Para criar O Cantil, a companhia Teatro Máquina desenvolveu uma linguagem gestual peculiar. Inspirou-se em uma técnica de manipulação direta japonesa chamada bunraku, mas substituiu os bonecos por pessoas. Cobertos de tecido claro até os olhos (portanto sem enxergar), dois atores imitam as limitações de movimento dos bonecos inanimados, enquanto são controlados por manipuladores (outros atores, vestidos de preto), que direcionam seus movimentos, pegando-os pelos braços, nuca e cintura.

A ideia de atores manipulados surgiu como metáfora visual para sublinhar as relações de poder entre patrão e empregado, explorado e explorador, contidas na peça A Exceção e a Regra, de Bertolt Brecht – a partir da qual se criou o roteiro de movimentos do espetáculo, dispensando o texto.
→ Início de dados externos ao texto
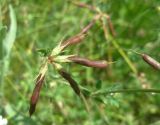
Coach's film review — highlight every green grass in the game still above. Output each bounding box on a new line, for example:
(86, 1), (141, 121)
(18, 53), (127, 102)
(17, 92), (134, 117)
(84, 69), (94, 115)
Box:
(0, 0), (160, 125)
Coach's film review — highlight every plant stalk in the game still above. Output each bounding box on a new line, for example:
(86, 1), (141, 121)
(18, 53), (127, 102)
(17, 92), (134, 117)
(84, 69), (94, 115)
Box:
(91, 89), (160, 96)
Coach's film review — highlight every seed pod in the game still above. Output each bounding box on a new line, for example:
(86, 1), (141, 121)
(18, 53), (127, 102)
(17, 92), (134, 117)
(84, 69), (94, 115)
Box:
(105, 15), (116, 37)
(58, 69), (80, 96)
(80, 20), (96, 34)
(71, 1), (97, 12)
(80, 15), (100, 34)
(142, 54), (160, 70)
(60, 34), (85, 50)
(60, 15), (100, 50)
(68, 56), (108, 68)
(29, 74), (45, 116)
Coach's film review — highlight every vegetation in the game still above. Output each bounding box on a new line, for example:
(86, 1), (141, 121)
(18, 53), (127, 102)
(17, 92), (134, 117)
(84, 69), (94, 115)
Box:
(1, 0), (160, 125)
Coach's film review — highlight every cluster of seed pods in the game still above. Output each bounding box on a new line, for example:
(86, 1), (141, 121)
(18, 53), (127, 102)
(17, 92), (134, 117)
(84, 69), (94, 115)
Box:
(72, 1), (160, 71)
(29, 2), (160, 117)
(29, 14), (108, 116)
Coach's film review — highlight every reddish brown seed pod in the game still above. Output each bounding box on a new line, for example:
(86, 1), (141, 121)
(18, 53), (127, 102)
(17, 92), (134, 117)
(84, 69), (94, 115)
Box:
(142, 54), (160, 70)
(80, 15), (100, 35)
(80, 20), (96, 34)
(60, 15), (100, 50)
(29, 74), (45, 116)
(68, 56), (108, 68)
(71, 1), (97, 12)
(58, 69), (80, 96)
(105, 15), (116, 37)
(60, 34), (85, 50)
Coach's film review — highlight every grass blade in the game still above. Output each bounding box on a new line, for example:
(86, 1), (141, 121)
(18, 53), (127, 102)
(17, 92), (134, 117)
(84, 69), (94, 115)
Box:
(1, 4), (17, 93)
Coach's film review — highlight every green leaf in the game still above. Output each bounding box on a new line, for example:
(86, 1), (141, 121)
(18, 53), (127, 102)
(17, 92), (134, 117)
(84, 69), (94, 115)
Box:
(80, 86), (91, 98)
(1, 4), (17, 93)
(3, 4), (17, 57)
(95, 79), (102, 89)
(37, 48), (51, 57)
(2, 4), (17, 73)
(5, 104), (16, 118)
Sem experiência nem em manipulação de bonecos, a companhia procurou a ajuda de seus conterrâneos do Circo Tupiniquim e ensaiou por nove meses, descobrindo no processo quais eram as articulações mais ex­­pres­­sivas. Buscou ainda referências no trabalho dos paulistas do grupo Sobrevento. E da francesa Ariane Mnouchkine, diretora do Théâtre du Soleil, que também pôs atores para serem manipulados (mas por fios e com outra proposta) no espetáculo Tambores sobre o Dique, de 2002.
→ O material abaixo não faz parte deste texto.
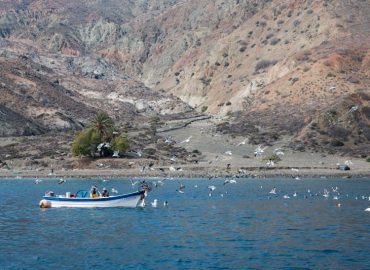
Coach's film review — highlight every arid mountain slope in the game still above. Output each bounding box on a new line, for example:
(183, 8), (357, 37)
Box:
(0, 0), (369, 155)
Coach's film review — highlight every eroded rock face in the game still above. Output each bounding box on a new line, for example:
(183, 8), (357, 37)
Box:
(0, 0), (369, 154)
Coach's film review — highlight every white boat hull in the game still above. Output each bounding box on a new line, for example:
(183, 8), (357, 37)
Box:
(41, 191), (145, 208)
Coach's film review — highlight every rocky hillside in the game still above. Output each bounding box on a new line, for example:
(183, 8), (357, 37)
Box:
(0, 0), (369, 155)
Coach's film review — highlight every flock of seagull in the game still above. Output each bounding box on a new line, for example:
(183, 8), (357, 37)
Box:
(33, 175), (370, 211)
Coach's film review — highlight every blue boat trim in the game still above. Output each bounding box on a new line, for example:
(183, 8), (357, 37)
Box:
(43, 190), (144, 202)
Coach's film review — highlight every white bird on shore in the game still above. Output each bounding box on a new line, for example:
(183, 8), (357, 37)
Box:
(180, 136), (192, 144)
(224, 150), (232, 156)
(254, 145), (267, 157)
(165, 136), (174, 144)
(344, 160), (353, 166)
(111, 188), (118, 194)
(266, 160), (275, 167)
(170, 156), (177, 162)
(151, 199), (158, 207)
(273, 148), (285, 156)
(291, 168), (299, 172)
(237, 138), (247, 146)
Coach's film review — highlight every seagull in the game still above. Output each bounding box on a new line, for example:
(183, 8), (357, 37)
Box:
(180, 136), (192, 144)
(266, 160), (275, 167)
(254, 145), (267, 157)
(323, 189), (330, 198)
(283, 194), (290, 199)
(58, 178), (66, 184)
(273, 148), (285, 156)
(291, 168), (299, 172)
(365, 208), (370, 212)
(344, 160), (353, 166)
(165, 136), (174, 144)
(293, 192), (297, 197)
(151, 199), (158, 207)
(236, 138), (247, 146)
(163, 200), (169, 206)
(34, 178), (42, 184)
(208, 185), (216, 197)
(224, 150), (232, 156)
(130, 179), (139, 187)
(269, 187), (277, 194)
(177, 183), (185, 193)
(348, 105), (358, 113)
(224, 179), (237, 185)
(169, 166), (176, 172)
(111, 188), (118, 194)
(208, 185), (216, 191)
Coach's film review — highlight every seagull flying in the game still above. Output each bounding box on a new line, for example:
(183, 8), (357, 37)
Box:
(34, 178), (42, 184)
(180, 136), (192, 144)
(237, 138), (247, 146)
(58, 178), (66, 184)
(177, 183), (185, 193)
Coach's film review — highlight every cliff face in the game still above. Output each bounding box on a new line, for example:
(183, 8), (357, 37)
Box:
(0, 0), (369, 154)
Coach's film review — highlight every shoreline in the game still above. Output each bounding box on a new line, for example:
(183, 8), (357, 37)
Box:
(1, 166), (369, 179)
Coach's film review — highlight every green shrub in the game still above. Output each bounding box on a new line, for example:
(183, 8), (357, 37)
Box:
(262, 154), (281, 162)
(111, 135), (129, 153)
(71, 128), (101, 157)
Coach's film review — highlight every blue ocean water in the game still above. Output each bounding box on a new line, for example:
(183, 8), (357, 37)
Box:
(0, 177), (369, 270)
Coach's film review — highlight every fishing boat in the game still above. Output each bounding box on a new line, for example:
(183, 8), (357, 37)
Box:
(39, 189), (146, 208)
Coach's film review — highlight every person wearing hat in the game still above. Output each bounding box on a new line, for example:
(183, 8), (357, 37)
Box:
(101, 187), (109, 197)
(90, 185), (98, 198)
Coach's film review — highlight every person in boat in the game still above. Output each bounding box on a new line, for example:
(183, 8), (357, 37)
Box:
(101, 187), (109, 197)
(90, 185), (98, 198)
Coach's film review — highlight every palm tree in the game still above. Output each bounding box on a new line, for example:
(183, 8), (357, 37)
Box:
(92, 112), (114, 138)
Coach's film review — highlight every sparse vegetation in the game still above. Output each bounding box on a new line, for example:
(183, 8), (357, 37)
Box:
(263, 154), (281, 162)
(255, 60), (277, 72)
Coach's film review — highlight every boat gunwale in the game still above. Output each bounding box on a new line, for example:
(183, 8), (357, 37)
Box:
(43, 190), (145, 202)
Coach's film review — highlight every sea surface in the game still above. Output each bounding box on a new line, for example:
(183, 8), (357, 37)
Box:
(0, 177), (369, 270)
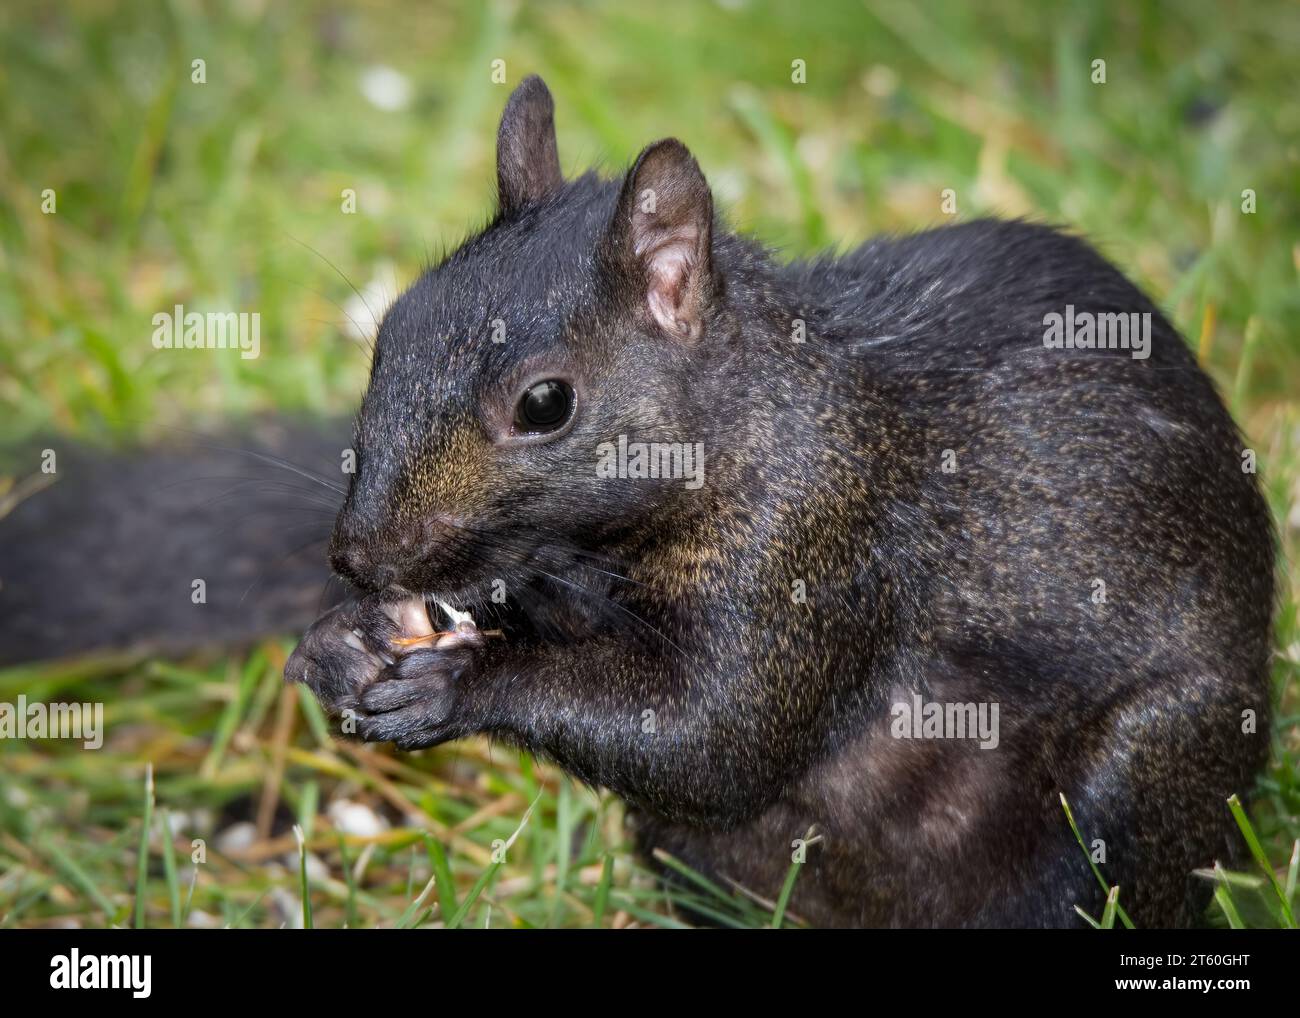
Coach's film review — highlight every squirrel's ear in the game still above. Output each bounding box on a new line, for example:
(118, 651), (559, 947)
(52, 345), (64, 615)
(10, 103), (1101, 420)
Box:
(604, 138), (715, 343)
(496, 75), (563, 213)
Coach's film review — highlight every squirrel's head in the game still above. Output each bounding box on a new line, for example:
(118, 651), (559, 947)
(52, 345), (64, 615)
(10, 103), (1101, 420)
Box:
(330, 75), (739, 601)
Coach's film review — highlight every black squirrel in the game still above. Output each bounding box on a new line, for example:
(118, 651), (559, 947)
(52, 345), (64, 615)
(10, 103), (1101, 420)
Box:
(1, 76), (1273, 927)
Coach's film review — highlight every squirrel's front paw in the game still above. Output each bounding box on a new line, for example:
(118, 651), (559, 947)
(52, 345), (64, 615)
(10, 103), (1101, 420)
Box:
(355, 639), (479, 749)
(284, 597), (398, 718)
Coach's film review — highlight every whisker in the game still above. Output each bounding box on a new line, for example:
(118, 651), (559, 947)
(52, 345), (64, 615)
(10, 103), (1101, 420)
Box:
(532, 565), (693, 661)
(284, 231), (384, 338)
(238, 531), (334, 607)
Em cartaz desde 2008, O Cantil é a única montagem do grupo a recorrer à manipulação de atores, mas a decupagem de gestos e a pesquisa do movimento como forma de narrar uma história é comum a todo o repertório, co­­mo Repeter (2009) e o infantil João Botão (2010).

Além de breves períodos em cartaz em Fortaleza mesmo, a peça não teve muitas oportunidades de viajar. Mas conseguiu uma temporada paulista de dois meses, vencendo o edital de ocupação do Centro Cultural São Paulo, o que rendeu uma indicação ao prêmio Shell na categoria especial pelo trabalho original de manipulação – fato raro para o teatro cearense, segundo a diretora Fran Teixeira.

Em Fortaleza, a cena teatral ainda é dominada pelos shows de humor. Mas a diretora conta que, na última década, têm aparecido novos grupos que sustentam um teatro alternativo, mais experimental. Ela destaca o trabalho com mímica contemporânea do Mimos; a atualização da cultura da região do Cariri feita pela companhia Expressões Humanas, e a aproximação com o desenho de formas animadas do grupo Bagaceira, o mais reconhecido entre os da região. Em 2009, vieram ao Festival de Curitiba com o espetáculo Lesados.

Casal

Carícias, por sua vez, é peça de autoria de Sergi Belbel, um dos dramaturgos mais importantes do teatro catalão contemporâneo. Na primeira de um punhado de cenas fragmentadas, ve­­mos um casal desgastado a constatar que já não têm nada a dizer um ao outro, a não ser por agressões físicas.

O que está posto em dúvida nas situações é a possibilidade de entendimento entre duas pessoas, por mais íntimas que elas sejam, e a possibilidade real de afeto, abalada pela convivência. Na maneira pessimista como Bel­­bel conduz cenas e personagens, sobra pouca esperança. Sua qualidade maior está em escancarar relações daninhas, com a delicadeza de quem afunda o dedo na ferida.

A montagem recifense, dirigida por Leo Falcão, infelizmente não dá conta de afiar todas as pontas do texto. Sobretudo porque falta ao elenco qualidade técnica e um domínio maior dos efeitos pretendidos nos diálogos.

A repórter viajou a convite do 17º Porto Alegre em Cena.